An-gujechiya (Fish Trap)
Jennifer Brown is from Maningrida but she grow up in Yilan Outstation and also in Jimardi Outstation which is Blyth river in Maningrida remote Community. Jennifer has been weaving when she was out 30 years of age and taught by her mother Mary Ngalmilaga. Jennifer has been making Mats, Dillybags, and a fish-traps so far this year and looking forward to do some weaving again.
To make fish traps and fish net fences artists firstly get vine (mirlarl) from the jungle and they put it in water for one night to make it soft. Next they start weaving it; they make rings for the inside to keep the fish trap’s shape.

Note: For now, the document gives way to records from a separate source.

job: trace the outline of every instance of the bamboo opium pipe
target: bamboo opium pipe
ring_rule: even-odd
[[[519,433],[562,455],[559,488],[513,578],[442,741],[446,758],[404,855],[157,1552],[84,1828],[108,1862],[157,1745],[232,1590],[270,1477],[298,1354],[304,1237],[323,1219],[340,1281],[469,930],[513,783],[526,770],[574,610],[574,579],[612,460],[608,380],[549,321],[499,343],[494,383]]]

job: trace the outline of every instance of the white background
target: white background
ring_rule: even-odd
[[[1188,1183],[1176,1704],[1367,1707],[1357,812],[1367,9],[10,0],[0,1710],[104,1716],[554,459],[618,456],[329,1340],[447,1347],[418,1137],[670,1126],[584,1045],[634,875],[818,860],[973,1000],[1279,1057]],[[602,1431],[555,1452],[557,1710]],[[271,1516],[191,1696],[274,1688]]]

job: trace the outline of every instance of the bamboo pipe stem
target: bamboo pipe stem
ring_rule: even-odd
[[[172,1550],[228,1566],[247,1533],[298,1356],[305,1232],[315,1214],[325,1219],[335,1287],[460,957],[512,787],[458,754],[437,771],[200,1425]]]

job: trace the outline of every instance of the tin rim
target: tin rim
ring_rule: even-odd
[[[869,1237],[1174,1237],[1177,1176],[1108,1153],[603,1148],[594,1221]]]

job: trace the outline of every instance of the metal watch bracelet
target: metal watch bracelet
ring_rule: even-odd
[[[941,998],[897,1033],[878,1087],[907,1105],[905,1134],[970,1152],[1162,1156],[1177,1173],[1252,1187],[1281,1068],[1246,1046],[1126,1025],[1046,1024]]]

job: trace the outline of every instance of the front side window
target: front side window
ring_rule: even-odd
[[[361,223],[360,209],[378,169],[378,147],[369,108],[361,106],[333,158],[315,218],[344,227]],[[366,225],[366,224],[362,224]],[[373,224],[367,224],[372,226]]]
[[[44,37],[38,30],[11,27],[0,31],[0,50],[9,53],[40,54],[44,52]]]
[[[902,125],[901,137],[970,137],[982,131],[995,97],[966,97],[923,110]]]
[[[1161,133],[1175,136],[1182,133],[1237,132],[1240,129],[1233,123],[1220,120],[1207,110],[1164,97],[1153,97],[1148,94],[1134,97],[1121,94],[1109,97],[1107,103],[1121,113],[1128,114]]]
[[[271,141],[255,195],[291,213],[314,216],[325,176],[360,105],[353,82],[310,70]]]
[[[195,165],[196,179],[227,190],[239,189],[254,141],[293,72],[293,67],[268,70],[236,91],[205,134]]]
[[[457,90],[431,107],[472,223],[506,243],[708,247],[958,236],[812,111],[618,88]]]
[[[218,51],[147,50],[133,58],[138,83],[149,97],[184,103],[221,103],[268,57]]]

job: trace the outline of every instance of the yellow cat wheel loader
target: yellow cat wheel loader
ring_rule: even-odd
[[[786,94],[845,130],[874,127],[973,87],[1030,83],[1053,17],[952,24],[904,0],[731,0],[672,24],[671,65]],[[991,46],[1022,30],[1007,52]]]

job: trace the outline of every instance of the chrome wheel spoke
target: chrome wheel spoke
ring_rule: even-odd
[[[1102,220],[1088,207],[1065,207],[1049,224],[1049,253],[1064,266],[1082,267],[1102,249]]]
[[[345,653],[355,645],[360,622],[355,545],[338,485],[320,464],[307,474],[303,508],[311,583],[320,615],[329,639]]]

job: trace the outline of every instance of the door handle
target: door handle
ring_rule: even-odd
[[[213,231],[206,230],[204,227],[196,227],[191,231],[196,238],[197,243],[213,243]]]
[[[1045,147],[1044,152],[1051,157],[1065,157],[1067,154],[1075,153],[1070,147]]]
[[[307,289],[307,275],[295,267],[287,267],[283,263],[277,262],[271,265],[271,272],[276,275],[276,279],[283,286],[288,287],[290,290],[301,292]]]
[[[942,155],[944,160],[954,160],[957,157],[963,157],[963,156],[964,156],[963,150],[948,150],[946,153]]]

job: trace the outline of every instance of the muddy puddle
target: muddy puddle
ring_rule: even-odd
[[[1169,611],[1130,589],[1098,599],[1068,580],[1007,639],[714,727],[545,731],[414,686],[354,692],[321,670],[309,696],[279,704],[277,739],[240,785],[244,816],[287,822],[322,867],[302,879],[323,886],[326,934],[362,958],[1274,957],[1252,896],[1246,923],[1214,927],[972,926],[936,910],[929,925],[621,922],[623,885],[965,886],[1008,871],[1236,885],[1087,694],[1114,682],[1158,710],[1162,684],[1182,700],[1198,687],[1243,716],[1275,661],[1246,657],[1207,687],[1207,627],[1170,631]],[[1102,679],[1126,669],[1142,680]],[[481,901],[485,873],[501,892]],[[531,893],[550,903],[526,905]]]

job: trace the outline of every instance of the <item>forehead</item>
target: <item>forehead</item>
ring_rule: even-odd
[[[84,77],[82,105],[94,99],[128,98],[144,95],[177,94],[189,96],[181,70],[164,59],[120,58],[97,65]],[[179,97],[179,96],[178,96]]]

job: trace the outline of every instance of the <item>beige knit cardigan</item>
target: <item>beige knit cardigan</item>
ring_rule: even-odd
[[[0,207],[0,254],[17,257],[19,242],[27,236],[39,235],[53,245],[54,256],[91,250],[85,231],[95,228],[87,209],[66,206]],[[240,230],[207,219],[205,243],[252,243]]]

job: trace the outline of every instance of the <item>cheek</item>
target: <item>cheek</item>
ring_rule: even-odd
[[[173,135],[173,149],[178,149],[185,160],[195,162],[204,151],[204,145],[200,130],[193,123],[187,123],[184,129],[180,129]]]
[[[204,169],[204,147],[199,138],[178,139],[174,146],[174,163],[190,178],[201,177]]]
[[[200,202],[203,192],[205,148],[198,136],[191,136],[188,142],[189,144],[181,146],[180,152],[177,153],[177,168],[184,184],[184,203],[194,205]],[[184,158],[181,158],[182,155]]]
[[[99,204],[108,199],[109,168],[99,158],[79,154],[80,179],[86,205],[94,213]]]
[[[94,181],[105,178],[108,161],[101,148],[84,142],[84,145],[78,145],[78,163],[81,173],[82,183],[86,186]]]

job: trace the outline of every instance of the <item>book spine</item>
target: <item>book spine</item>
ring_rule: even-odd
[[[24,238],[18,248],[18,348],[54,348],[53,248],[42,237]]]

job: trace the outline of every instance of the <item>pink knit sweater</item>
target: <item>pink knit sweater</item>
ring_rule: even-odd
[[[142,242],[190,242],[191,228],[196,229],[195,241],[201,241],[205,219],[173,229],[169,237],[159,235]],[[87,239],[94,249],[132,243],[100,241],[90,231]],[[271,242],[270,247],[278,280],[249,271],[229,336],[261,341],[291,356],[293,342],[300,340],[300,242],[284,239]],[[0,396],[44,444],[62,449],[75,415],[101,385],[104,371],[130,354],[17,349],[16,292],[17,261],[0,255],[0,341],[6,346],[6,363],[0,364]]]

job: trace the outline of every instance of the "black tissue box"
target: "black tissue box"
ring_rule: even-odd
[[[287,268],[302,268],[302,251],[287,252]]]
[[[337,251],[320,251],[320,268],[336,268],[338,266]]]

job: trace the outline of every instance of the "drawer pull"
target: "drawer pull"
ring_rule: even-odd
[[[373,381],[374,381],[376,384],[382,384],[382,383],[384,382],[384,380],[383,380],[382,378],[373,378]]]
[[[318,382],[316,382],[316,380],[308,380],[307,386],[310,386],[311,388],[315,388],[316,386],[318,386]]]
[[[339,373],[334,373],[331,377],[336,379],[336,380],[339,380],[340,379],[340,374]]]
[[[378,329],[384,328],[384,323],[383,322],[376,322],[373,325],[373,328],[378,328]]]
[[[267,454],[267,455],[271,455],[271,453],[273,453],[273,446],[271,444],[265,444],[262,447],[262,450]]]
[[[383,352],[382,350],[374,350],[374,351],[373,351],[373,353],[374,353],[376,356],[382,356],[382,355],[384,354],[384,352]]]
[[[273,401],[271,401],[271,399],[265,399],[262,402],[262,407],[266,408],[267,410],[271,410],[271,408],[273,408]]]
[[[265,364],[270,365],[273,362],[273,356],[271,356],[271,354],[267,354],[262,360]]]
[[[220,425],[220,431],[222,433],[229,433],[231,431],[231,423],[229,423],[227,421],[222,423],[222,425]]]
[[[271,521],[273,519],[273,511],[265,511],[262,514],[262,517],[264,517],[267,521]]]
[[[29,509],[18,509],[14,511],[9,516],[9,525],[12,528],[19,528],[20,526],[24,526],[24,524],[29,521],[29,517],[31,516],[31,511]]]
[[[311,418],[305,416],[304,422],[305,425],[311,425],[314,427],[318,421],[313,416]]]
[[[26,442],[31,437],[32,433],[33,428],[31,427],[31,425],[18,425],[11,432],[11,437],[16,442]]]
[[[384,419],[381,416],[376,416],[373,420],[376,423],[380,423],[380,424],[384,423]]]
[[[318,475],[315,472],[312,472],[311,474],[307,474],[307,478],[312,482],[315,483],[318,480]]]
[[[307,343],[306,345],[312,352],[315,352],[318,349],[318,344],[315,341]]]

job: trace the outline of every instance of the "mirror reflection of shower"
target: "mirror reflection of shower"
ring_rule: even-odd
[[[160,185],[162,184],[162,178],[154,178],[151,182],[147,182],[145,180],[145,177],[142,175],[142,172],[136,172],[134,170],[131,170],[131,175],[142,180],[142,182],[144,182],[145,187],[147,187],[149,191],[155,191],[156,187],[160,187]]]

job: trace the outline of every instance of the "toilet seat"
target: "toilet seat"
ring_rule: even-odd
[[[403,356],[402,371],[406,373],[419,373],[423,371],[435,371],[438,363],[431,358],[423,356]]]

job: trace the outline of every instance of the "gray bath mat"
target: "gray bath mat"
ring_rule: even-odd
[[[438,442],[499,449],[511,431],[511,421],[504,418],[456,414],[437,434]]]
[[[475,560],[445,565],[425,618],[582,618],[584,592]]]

Artists work for three or four weeks on the fish trap. They also make string from kurrajong (burdaga) to attach the hibiscus (bardainy) rings and to tie the conical end of the fish trap. This fish trap is used in saltwater and freshwater. People also use fish net fences called mun-dirra. A long time ago they would put the mun-dirra across rivers and creeks. In the middle they would place the an-gujechiya. They also used small things like sticks, rocks, mud and grass to block the fish from going through. People would then catch fish like saltwater barramundi rajarra, freshwater barramundi (janambal), small black freshwater catfish (buliya), bonefish (an-guwirrpiya), and sand bass (dalakan) in these fish traps.
Maningrida Arts & Culture is a pre-eminent site of contemporary cultural expression and art-making, abundant with highly collectable art and emerging talent.
Through their homelands resource organisation, Bawinanga Aboriginal Corporation, artists turned an art trade that began just over 50 years ago into a multi-million dollar arts and cultural enterprise. Maningrida Arts & Culture supported hundreds of artists on their homelands, more than 20 artworkers, held 20 exhibitions annually, won prestigious awards, and enjoyed the international fame and success that the boom in the Aboriginal art market of the 1990s and 2000s enabled.